BR3L: Rethinking Bilateral Reweighted Reconstruction Representation Learning for Unsupervised Hyperspectral Band Selection

Published: 01 Jan 2026, Last Modified: 14 May 2026IEEE Geoscience and Remote Sensing LettersEveryoneRevisionsCC BY-SA 4.0
Abstract: Unsupervised band selection aims to identify the most informative spectral bands from hyperspectral images, thereby reducing spectral redundancy while preserving essential spatial–spectral structures. However, existing methods often ignore global or local structural information and noise, leading to suboptimal band subsets. In this letter, we propose a bilateral reweighted reconstruction representation model that jointly leverages spatial and spectral priors for unsupervised band selection. To simultaneously exploit both spectral correlation and spatial structure, a reconstruction residual consistency constraint is introduced into superpixels, forcing residuals of pixels inside the same superpixel to converge toward the regional mean.
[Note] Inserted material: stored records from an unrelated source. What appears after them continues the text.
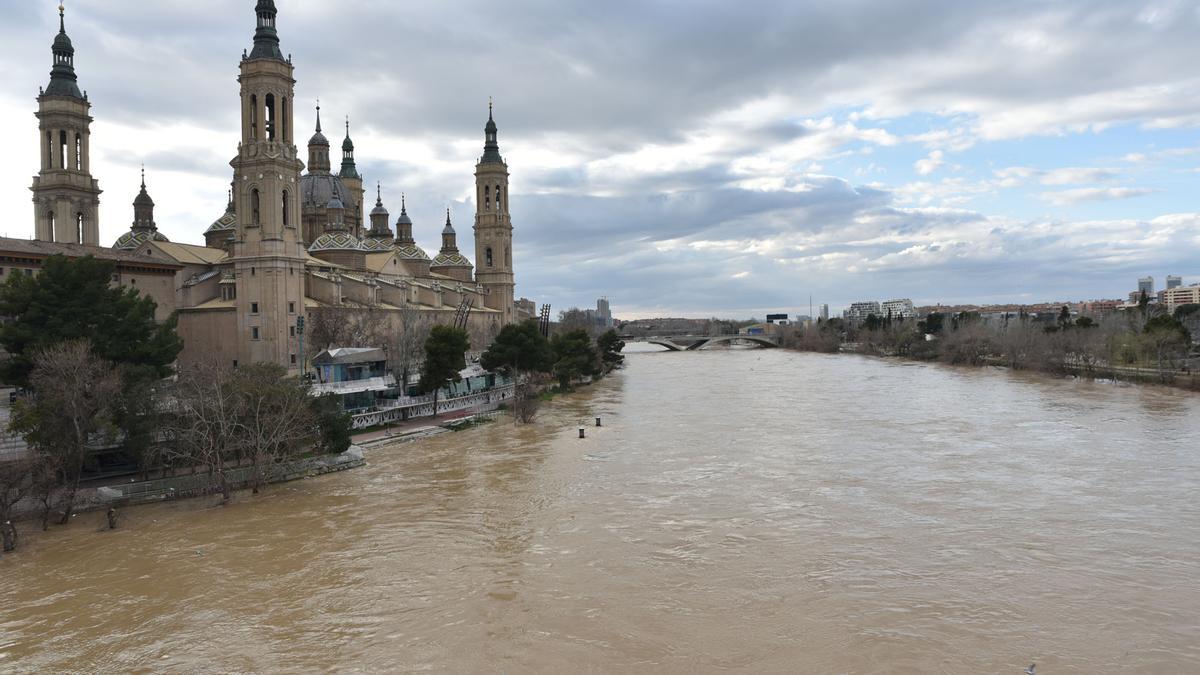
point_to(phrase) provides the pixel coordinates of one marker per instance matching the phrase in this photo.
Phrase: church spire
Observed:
(267, 39)
(63, 76)
(318, 149)
(143, 207)
(491, 148)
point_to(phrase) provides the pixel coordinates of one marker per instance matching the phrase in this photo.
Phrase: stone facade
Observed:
(288, 242)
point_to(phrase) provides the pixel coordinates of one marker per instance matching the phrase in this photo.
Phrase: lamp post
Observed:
(304, 357)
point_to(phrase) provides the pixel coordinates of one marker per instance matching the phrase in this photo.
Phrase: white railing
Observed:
(423, 406)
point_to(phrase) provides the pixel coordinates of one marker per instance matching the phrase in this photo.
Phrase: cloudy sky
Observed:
(685, 157)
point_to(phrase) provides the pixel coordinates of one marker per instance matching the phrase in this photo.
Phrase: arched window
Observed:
(253, 117)
(269, 117)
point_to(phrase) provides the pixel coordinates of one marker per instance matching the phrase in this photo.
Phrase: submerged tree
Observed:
(72, 405)
(575, 357)
(75, 299)
(445, 351)
(610, 345)
(523, 353)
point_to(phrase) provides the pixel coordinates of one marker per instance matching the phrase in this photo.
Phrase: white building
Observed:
(898, 309)
(859, 311)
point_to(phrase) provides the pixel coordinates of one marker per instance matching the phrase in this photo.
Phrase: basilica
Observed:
(294, 237)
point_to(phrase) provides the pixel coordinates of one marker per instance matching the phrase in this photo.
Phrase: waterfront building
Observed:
(1181, 296)
(859, 311)
(291, 239)
(898, 309)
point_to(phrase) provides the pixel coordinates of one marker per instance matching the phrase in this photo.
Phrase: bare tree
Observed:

Additionally, spatial adaptive weight matrices $\mathbf {W}_{a}$ and spectral adaptive weight matrices $\mathbf {W}_{b}$ are designed to coordinate the weight consistency of pixels and band dimensions through bilateral weighting terms, suppress noise, and maintain edge structure. Extensive experimental results demonstrate that the proposed method outperforms several representative algorithms in terms of noise suppression and edge preservation.